Although several mechanisms of 5-fluorouracil (FUra) and 5-fluoro-2'-deoxyuridine (FdUrd) cytotoxicity have been postulated, their effects on cellular DNA integrity have not been fully investigated. Cytotoxicity and the induction of DNA single and double strand breaks (SSB and DSB) were evaluated in the human ileocecal adenocarcinoma cell line, HCT-8, following 2 hr of exposure to these agents. Alkaline and neutral elution techniques were utilized to quantitate the amounts of DNA SSB and DSB induced by FdUrd and FUra. FdUrd, but not FUra, induced a high level of DNA SSB and DSB. These effects were concentration and time dependent, reaching a maximum at 10 microM FdUrd and at 12 hr post-treatment. Minimal amounts of DNA damage were observed in HCT-8 cells exposed to FUra, even at a concentration of 300 microM that produced greater than 99% inhibition of cell growth.

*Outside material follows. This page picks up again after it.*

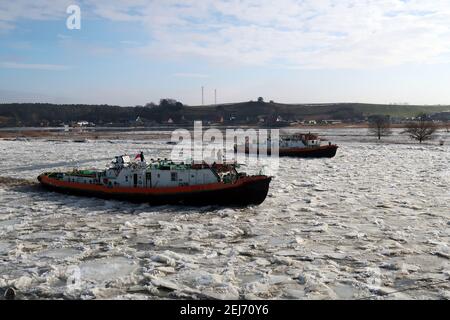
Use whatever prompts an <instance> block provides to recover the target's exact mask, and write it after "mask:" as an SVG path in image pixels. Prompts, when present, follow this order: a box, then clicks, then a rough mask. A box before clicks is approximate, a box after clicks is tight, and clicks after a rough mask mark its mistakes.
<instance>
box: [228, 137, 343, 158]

In order to delineate the mechanisms associated with the effects observed following FUra and FdUrd treatment of HCT-8 cells, the effects of thymidine and leucovorin were evaluated. DNA SSB and DSB induced by FdUrd were reversed by thymidine. The effects of thymidine were time dependent. Complete reversal of DNA damage and cytotoxicity was achieved when 10 microM thymidine was added at up to 12 hr after treatment, the time of appearance of maximum DNA damage. These results suggest that the extensive DNA damage induced by FdUrd (but not by FUra) was an important determinant of FdUrd cytotoxicity in HCT-8 cells.